NEW YORK (GenomeWeb) – Seeking a lower-cost, higher-throughput alternative to next-generation sequencing-based protocols for profiling 5- hydroxymethylcytosine (5hmC), a team of researchers has developed a new microarray-based approach based on one of the most widely used chips in epigenetic studies.
As detailed in a recent Methods paper, the approach, called oxBS-450K, relies on a new chemistry to profile 5hmC, an epigenetic modification thought to contribute unique regulatory functions to the epigenome.
According to the authors, the protocol for the Illumina Infinium HumanMethylation450K BeadChip relies on sodium bisulfite conversion of DNA, which discriminates between methylated and unmethylated cytosine bases within the genome, but cannot differentiate between 5hmC and 5-methylcytosine, the epigenetic modification traditionally surveyed using the array.

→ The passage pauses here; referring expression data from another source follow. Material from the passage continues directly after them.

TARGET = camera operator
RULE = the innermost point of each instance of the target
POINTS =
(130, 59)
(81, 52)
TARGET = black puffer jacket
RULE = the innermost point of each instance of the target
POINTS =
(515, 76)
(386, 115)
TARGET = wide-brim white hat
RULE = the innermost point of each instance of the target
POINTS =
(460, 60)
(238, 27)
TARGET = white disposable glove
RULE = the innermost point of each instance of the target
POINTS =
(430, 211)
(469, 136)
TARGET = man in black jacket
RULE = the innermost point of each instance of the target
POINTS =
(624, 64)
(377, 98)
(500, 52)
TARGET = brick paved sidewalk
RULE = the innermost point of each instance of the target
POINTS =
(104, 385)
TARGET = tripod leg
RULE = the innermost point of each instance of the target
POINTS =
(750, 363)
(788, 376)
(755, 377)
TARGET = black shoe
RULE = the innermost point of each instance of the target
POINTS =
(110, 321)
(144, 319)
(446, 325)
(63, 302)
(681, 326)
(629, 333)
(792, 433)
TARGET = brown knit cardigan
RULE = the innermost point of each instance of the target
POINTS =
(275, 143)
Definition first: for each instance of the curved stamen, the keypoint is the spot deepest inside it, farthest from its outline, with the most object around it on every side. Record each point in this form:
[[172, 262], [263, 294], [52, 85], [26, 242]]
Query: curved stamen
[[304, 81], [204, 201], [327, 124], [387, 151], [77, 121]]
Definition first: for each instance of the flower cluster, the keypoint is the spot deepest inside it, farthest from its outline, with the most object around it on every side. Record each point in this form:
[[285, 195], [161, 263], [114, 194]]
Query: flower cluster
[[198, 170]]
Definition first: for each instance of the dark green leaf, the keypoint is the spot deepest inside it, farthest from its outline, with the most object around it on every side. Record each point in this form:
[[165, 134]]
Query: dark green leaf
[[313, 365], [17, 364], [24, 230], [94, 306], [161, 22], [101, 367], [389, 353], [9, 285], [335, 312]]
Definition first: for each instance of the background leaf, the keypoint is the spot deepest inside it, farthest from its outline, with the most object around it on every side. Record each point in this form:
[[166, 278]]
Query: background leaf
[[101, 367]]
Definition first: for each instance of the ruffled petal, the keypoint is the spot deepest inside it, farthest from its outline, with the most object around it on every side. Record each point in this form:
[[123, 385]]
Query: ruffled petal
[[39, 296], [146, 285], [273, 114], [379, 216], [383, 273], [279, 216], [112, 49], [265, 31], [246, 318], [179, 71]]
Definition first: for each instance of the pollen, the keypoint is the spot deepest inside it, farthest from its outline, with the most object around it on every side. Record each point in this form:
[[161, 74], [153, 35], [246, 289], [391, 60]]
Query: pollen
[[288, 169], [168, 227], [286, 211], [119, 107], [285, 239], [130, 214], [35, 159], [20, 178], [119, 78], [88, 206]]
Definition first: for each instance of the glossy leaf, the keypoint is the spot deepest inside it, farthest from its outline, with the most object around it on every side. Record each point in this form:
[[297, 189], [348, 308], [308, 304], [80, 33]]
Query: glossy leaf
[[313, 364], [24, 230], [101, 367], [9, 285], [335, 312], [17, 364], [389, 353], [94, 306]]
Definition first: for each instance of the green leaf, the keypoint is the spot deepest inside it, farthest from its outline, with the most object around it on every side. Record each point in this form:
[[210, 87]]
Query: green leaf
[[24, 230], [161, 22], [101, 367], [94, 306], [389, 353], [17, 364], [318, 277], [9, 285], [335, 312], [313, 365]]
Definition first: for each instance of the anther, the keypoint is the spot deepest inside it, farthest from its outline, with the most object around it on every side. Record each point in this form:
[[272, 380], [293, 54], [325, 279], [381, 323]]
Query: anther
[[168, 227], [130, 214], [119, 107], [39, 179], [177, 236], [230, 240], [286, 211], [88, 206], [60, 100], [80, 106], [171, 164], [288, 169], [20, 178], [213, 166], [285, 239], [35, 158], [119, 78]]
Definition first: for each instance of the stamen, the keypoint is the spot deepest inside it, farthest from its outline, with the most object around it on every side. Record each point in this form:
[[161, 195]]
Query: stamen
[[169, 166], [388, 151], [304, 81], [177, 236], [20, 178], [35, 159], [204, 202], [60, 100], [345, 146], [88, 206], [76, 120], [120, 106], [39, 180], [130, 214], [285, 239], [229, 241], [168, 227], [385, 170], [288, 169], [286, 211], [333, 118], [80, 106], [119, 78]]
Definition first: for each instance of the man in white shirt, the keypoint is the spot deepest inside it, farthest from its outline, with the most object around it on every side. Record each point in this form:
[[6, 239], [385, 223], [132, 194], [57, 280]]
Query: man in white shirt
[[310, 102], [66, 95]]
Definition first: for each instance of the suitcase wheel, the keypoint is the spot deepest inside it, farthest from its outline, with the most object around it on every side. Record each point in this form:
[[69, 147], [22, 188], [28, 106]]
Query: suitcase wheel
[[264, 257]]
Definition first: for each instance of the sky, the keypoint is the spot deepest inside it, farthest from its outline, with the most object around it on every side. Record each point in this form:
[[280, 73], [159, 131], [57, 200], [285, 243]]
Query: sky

As such, most profiling of 5hmC to date has been done using sequencing-based approaches. However, as they wrote in the paper, sequencing remains "costly and time-consuming," creating the need for an alternative approach.
"We felt a new method was needed to profile 5hmC with single-base resolution on a genome-wide scale that was less costly and time-consuming to perform and analyze than the current sequencing-based methods available," lead author Sabrina Stewart told BioArray News in an email this week. "The 450K BeadChip has become an incredibly useful tool for DNA methylation studies, so it was hoped it could do the same for hydroxymethylation analysis."
Stewart and colleagues at University College London worked with researchers at the University of Cambridge and the Scottish Center for Regenerative Medicine to develop the new approach, which relies on oxidative bisulfite, a new chemistry developed in the lab of Shankar Balasubramanian, a University of Cambridge professor who helped to develop the Solexa technology at the core of Illumina's offerings, as well as oxBS-seq, a sequencing application based on the new chemistry.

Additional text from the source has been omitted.